大鋸は縦挽き鋸(のこぎり)の古い名。
現在では木材の繊維を直角に切る横挽き鋸も、平行に切る縦挽き鋸も、ともに鋸というが、昔は縦挽き鋸は大鋸と呼んで区別した。前挽き、もしくは前挽き大鋸ともいう。
縦挽き鋸は、鋸刃の1本1本が鑿(のみ)のような形をしている。製材に使われた大鋸と呼ばれる木挽き鋸は、鑿条の刃先に<チョンガケ>がついて、軽く引けるように工夫されている。

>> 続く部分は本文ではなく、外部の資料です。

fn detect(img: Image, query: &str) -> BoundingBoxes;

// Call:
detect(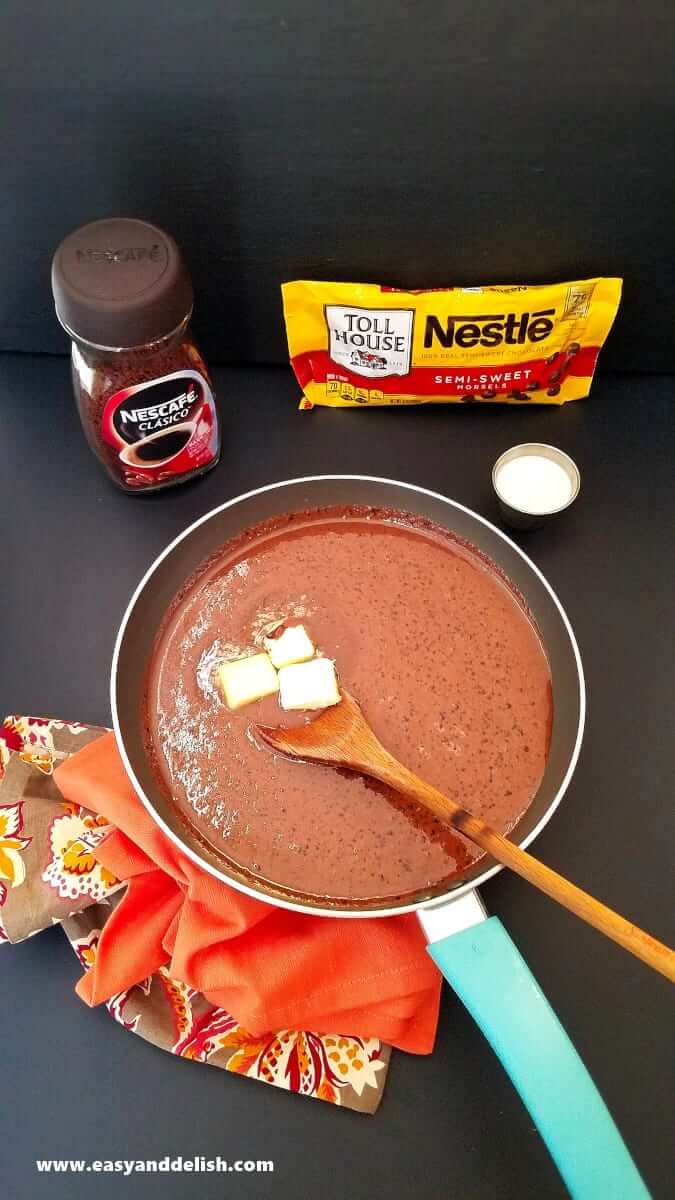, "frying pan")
[110,475,649,1200]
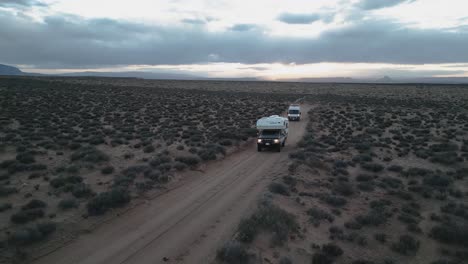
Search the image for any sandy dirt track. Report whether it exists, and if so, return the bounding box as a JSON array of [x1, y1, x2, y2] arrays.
[[35, 106, 309, 264]]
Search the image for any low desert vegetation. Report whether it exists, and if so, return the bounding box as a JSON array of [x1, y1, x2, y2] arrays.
[[219, 85, 468, 264], [0, 78, 298, 260]]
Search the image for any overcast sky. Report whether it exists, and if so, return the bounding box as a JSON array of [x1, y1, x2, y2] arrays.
[[0, 0, 468, 79]]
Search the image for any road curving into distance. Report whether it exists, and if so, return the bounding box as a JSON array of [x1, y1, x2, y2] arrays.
[[34, 105, 310, 264]]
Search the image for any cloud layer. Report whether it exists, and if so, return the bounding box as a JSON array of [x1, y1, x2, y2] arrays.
[[0, 0, 468, 68]]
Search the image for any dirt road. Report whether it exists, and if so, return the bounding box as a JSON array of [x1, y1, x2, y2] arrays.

製材を専門にする職人を木挽きとよび、大鋸はもっぱら木挽き職がつかった。
下の写真のような大鋸は、現在の鋸とちがって、鋸板全体には焼きが入っておらず、刃の部分だけ焼き入れされている。目立てにより刃が摩滅してくると、刃の部分だけ焼き入れし直した。

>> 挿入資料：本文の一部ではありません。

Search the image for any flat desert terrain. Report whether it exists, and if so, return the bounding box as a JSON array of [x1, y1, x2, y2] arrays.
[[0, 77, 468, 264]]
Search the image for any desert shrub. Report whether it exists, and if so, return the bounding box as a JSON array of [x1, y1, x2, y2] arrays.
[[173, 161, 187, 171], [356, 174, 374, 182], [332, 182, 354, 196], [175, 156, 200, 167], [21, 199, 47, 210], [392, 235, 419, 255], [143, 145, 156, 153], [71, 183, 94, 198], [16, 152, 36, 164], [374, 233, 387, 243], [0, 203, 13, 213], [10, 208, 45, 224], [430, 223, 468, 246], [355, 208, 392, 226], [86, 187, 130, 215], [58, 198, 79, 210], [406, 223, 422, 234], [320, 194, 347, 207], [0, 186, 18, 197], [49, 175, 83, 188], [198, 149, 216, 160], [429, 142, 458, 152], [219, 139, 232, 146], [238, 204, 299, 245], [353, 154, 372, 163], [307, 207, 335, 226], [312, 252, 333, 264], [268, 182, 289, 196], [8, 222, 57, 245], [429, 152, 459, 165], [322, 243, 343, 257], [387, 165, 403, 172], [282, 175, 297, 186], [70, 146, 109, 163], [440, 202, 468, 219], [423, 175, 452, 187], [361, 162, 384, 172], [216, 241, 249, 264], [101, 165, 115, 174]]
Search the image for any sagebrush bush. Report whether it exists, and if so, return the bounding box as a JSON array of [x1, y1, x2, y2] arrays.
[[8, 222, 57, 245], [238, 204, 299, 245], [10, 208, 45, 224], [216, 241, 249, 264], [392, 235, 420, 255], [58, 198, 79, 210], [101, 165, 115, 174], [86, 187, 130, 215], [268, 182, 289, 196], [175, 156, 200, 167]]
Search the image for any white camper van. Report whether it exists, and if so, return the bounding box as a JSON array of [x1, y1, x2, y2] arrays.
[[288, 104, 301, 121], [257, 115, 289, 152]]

鋸の幅が狭くなってくると、背のほうに鉄板を継ぎ足していった。また、大きな丸太のときは、柄の部分に鉄板を継ぎ足して首を長くした。
製材機の普及により、ほぼ絶滅した。しかし、巨大な木材は製材機にのらないため、いまでも大鋸によって製材されている。木挽きは製材専門の職人で、大工と木挽きは、別の職種である。